Embarking on a new fitness programme can be an exciting time.  In blog #2 I talked about the right level of intensity for a beginner to exercise at.  Too much too soon and it can quickly lead to setbacks and a loss of motivation.  In this blog I deal with some of the next steps to planning a progressive fitness program.

In our professional lives many of us are used to setting S.M.A.R.T (Specific, Measurable, Achievable, Relevant, Time-banded) objectives in planning our work.  If we recognise that an element of the project is outside of our knowledge and expertise, we seek the consultation of an expert in the given field.  Why not apply the same approach with a fitness programme?  With the support of fitness professional you will be able to plan your programme and be confident that you are well prepared for the exciting project ahead of you.

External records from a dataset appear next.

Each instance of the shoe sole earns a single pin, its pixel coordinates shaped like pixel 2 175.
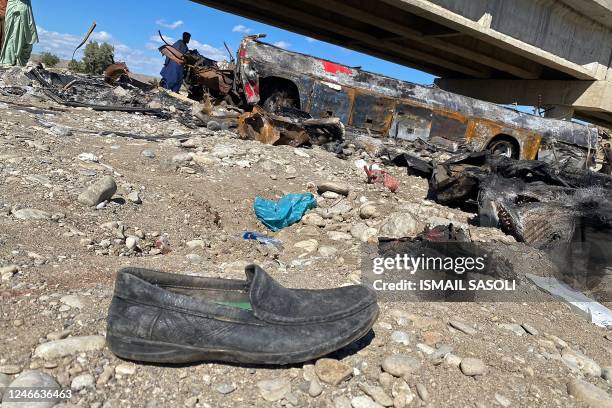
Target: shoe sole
pixel 135 349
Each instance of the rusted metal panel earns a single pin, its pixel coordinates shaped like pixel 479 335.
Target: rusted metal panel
pixel 411 122
pixel 379 104
pixel 448 126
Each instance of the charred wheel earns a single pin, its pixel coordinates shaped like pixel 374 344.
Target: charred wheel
pixel 504 146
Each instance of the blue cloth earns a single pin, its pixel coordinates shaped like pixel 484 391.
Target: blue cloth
pixel 277 215
pixel 172 73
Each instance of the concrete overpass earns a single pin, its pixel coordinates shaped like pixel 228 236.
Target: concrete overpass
pixel 554 54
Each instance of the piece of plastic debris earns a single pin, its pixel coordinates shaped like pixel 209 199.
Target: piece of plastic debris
pixel 277 215
pixel 381 176
pixel 598 313
pixel 263 239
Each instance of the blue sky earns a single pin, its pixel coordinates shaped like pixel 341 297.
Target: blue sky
pixel 131 26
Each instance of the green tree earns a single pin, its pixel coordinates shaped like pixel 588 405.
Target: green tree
pixel 97 57
pixel 49 59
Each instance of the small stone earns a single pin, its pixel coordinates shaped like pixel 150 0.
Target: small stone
pixel 364 402
pixel 463 327
pixel 131 242
pixel 606 373
pixel 73 301
pixel 107 374
pixel 334 186
pixel 332 371
pixel 125 369
pixel 330 195
pixel 530 329
pixel 503 401
pixel 364 233
pixel 7 272
pixel 400 365
pixel 225 388
pixel 327 251
pixel 10 369
pixel 31 214
pixel 580 362
pixel 301 153
pixel 182 158
pixel 196 243
pixel 400 337
pixel 275 389
pixel 399 225
pixel 97 193
pixel 590 394
pixel 452 360
pixel 313 218
pixel 513 327
pixel 422 392
pixel 473 366
pixel 34 379
pixel 309 245
pixel 342 402
pixel 339 236
pixel 315 389
pixel 368 211
pixel 134 197
pixel 83 381
pixel 149 154
pixel 73 345
pixel 377 393
pixel 191 401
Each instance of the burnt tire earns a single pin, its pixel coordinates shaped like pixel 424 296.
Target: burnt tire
pixel 279 100
pixel 504 146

As you progress, it is useful to make the right checks at the right times depending on what your objectives are.  If the checks are based on unrealistic expectations, don’t factor in all relevant performance criteria, or they are carried out at the wrong times, then failure in meeting your objectives may lead to a drop in motivation and possibly giving up on your programme.

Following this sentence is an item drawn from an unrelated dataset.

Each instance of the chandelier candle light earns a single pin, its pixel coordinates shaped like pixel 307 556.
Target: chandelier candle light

The following scenario includes an example of an objective and a correct and an incorrect progress check:

OBJECTIVE – From being completely inactive at the start, to start exercising, lose 25kg in weight and tone up.

CORRECT – Check weight and body fat % at start.  Expect to increase muscle weight and lose body fat.  If weight is the same at the 4 week check and body fat % has gone down by 2%, good progress has been made.

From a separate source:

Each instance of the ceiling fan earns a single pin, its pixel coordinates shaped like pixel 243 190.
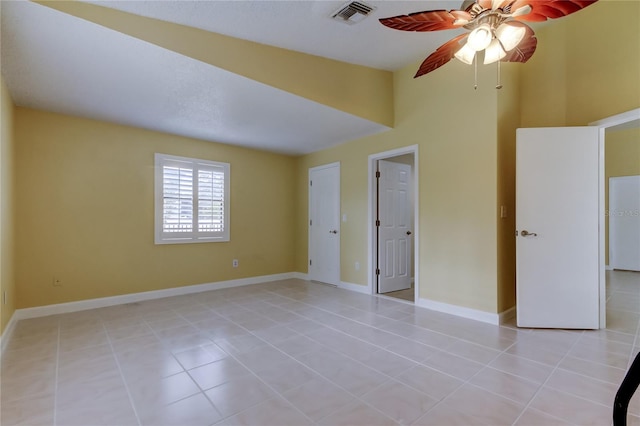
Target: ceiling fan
pixel 496 31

INCORRECT – Check weight only at start.  After 4 weeks a lot of effort has been made in the gym and fitness has increased slightly.  This has increased motivation to carry on.  However, weight hasn’t dropped.  A view is subsequently taken that exercise has been a waste of effort.

N.B – By improving the muscle structure of the body, it is possible to lose weight and more importantly, keep it off permanently.  Weight loss can sometimes be more drastic without this improvement in muscle tone, but it normally involves losing fat and muscle.  It is more beneficial for lasting weight loss to maintain muscle mass because it will lead to an increased metabolism once the fat has been lost.  In the short term this may mean a slower drop in weight.  Don’t let this knock your motivation.  Look for more meaningful criteria and tests to check progress.  A fitness professional can guide you in this.